PHP: Not going to the next page

Question

I have a little problem with my code and I don't know what is wrong in my code... So I have a two form where the first load is the "view.php" then the second is "checkbox_building.php".. My problem is when I removed the button of delete in "view.php" the dropdown list can proceed to "checkbox_building.php". but when I placed it back, its not working (its not proceeding to "checkbox_building.php") I'm kinda confuse about this.

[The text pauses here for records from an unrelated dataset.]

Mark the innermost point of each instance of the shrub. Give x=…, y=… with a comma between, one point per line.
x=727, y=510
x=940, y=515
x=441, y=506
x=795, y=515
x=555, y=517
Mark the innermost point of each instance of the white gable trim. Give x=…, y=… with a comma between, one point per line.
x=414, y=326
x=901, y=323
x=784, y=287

Here's my code for "view.php"

<fieldset  width= "200px">  
    <form name='form' method='post' action=''>
    Select Network: <select name="netName" onChange="this.form.action='checkbox_building.php'; this.form.submit()">
    <option value="" >- Select -</option>   
    <?php

    include 'connect.php';
    $q = mysql_query("select fldNetname from tblnetwork");

    while ($row1 = mysql_fetch_array($q))
    {
    echo "<option value='".$row1[fldNetname]."'>".$row1[fldNetname]."</option>";
    $net = $row1[fldNetname];

    }
    ?>
    </select>

    <input type='submit' name='submit' value='Delete Building/s' onClick="this.form.action='delete_building.php'; this.form.submit()">
</form>
    </fieldset>

thanks.!

Answer 1

just remove name='submit' and try

<input type='submit' name='submit' value='Delete Building/s' onClick="this.form.action='delete_building.php'; this.form.submit()">  

so it will be

<input type='submit' value='Delete Building/s' onClick="this.form.action='delete_building.php'; this.form.submit()">

its because this.form.submit is default submit function, but in your code its an input element :)

Answer 2

just as a guess, just from your code:

correct the flaw, then change

<input type='submit' name='submit' 

to

<input type='button' name='dosubmit' 

and

<form name='form' method='post' action=''>

to

<form name='<someUsefullName>' method='post' action=''> 

and all references to this as well, since "form" is a reserved word in IE and this.form.action may lead to errors there.